The bloggers jumped all over her. They pointed out (by this columnist’s count) no less than 15 instances in the past 5 months of the Clintons or their campaign staff or high-ranking supporters playing the race card: Billy Shaheen with his “Obama the ex-drug dealer” slur, Bill Clinton with his wistful musings about how a McCain-Clinton election would be “a contest between two Americans who love their country,” and so on. The Huffington Post’s Mike Barnicle warned readers that “the Clintons are about to paste a bumper sticker on the collapsing vehicle of her campaign. It reads: VOTE WHITE.”

One blogger pointed out that Hillary had waited till after the last primary in a state with a substantial black population to turn her race card face up on the table. Another argued that the Clintons, out of options – for they were going under, going down, at last – had made the desperate calculation that they could reconstruct the Democratic Party, dump its African-American support–that had twice won the White House for Bill Clinton – and replace it with a Latino base.

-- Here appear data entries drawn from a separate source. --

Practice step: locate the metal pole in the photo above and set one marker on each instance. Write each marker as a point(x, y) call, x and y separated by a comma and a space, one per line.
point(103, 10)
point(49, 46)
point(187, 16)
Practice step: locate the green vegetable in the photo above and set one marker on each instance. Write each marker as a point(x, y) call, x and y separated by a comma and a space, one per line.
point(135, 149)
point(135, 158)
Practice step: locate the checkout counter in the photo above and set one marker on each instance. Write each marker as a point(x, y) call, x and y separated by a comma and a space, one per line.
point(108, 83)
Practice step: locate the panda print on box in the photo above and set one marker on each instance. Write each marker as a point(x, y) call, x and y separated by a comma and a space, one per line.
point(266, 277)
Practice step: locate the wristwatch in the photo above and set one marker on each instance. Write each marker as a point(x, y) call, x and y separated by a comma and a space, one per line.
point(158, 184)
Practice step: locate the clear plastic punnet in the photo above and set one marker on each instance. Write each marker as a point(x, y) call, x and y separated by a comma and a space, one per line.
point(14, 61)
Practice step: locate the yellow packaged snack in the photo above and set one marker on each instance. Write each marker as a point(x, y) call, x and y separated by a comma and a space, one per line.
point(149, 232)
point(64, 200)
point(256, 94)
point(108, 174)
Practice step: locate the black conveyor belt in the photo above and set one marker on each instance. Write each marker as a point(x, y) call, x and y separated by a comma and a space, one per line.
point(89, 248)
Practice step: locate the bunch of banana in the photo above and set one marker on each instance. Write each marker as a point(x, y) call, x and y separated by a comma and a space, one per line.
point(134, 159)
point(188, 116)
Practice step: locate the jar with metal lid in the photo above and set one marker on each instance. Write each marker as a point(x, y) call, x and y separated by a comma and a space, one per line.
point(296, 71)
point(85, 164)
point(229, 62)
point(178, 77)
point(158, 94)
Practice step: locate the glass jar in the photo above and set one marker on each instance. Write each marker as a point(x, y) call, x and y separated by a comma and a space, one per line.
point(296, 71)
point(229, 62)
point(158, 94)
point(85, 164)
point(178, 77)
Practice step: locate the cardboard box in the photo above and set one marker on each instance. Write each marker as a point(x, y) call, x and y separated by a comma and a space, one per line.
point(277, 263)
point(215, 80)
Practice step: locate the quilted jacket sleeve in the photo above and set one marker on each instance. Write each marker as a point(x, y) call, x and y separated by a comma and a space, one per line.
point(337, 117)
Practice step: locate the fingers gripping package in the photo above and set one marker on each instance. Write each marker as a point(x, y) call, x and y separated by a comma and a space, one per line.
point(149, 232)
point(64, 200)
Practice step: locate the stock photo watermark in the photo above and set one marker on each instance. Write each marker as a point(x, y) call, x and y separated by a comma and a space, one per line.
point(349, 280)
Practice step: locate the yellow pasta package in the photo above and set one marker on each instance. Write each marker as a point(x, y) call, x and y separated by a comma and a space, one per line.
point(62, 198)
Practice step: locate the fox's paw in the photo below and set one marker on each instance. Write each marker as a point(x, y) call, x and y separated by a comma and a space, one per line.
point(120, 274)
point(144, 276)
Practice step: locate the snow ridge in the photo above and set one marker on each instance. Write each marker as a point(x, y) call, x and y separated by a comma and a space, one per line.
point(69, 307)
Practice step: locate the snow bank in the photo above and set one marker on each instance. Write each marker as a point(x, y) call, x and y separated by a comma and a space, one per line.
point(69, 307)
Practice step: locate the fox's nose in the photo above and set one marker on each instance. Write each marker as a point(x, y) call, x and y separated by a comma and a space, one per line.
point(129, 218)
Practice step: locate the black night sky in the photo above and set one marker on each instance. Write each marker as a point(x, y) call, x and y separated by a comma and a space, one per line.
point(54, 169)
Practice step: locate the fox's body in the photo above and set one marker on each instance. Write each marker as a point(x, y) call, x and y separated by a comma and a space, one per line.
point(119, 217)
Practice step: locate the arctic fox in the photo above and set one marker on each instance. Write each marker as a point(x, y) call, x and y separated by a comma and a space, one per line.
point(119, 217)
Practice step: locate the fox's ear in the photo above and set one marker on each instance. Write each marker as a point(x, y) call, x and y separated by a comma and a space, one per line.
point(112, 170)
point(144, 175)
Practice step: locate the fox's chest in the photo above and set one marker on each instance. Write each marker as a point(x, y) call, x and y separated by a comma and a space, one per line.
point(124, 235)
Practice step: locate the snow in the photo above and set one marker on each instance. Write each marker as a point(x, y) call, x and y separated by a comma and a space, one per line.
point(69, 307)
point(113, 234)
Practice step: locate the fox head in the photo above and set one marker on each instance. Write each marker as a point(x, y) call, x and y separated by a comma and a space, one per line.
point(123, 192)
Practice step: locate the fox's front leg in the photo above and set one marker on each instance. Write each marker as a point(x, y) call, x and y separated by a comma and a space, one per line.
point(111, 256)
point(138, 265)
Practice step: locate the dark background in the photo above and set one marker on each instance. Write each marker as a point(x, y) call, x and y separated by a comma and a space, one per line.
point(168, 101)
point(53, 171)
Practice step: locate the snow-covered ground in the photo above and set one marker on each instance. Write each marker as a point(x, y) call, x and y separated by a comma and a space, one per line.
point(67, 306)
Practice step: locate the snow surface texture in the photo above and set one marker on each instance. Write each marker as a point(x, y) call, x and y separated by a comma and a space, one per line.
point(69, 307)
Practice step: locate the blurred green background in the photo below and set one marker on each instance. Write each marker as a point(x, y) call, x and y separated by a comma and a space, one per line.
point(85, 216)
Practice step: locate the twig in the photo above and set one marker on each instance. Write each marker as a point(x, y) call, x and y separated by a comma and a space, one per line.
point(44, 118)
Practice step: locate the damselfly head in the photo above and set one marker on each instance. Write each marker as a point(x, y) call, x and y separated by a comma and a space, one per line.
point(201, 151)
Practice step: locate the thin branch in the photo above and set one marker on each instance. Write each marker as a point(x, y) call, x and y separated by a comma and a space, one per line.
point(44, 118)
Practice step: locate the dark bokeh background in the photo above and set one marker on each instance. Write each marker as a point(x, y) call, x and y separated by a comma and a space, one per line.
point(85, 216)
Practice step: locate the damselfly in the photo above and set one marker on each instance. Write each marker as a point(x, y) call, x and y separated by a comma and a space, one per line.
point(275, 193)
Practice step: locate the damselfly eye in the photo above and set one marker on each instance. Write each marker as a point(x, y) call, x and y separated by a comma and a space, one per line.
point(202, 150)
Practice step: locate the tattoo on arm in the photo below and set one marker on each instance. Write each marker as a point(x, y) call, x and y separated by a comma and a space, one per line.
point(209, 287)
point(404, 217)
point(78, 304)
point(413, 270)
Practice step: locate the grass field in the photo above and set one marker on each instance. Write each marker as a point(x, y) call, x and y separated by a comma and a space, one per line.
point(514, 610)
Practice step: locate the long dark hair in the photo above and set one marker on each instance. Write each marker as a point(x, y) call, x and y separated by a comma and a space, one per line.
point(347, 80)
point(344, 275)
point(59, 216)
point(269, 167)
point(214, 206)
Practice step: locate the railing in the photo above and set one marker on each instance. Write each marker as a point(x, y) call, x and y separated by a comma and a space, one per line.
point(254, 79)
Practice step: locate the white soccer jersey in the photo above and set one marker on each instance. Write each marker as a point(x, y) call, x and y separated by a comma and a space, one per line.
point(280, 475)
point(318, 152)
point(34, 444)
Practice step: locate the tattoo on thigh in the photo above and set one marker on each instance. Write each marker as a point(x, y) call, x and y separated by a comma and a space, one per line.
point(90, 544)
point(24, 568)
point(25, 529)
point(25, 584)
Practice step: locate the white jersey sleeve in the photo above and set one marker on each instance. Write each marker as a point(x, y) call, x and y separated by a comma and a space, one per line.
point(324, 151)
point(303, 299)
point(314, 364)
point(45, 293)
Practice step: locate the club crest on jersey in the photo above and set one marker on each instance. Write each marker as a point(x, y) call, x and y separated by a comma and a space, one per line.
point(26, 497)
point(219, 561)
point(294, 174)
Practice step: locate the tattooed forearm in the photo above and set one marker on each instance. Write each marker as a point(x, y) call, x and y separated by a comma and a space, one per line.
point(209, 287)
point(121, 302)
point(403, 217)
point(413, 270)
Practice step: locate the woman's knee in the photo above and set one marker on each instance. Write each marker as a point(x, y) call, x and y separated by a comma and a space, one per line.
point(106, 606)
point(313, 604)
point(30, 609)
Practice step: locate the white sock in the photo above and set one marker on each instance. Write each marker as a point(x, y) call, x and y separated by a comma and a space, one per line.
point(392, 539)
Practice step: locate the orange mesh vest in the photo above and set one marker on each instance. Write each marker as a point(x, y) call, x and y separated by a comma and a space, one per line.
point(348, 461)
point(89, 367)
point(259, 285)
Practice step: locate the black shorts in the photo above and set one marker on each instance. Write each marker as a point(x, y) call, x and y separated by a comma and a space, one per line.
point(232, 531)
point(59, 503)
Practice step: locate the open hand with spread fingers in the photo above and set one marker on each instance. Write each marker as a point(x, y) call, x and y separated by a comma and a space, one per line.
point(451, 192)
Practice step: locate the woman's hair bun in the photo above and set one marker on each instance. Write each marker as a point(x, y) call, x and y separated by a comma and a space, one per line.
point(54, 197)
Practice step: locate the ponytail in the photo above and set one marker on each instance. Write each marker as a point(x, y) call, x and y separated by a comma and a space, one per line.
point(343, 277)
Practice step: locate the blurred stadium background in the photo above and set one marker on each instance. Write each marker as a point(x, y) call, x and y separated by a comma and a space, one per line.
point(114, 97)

At present, the herd is confused. Most commentators still anticipate a tidy exit by Hillary – after West Virginia, or after Kentucky/Oregon on the 20th, or else after the Ways and Means Committee meets on May 31st, or after the last primaries on June 6th… And several have begun urging the party’s Superdelegates to act, endorse Obama, and put Hillary out of her misery before she destroys the party’s chances in November.

But this columnist is not so sanguine.

The Clintons have anticipated Hillary’s presidency for nine years – ever since Monica Lewinsky. They had to have known by mid-February, as Obama racked up 12 straight victories, that there was no longer any licit route to the White House for them. But they pressed on, in a mood this column early termed “Après moi, le déluge”; and nothing that has happened since suggests that, in defeat, they’ll hesitate for a moment before taking Obama and the Democratic Party down with them.

On Tuesday, West Virginia, a redneck state – Deliverance country – goes to the polls, to vote overwhelmingly for the white lady.

And the Clintons’ racist pitch will go right on.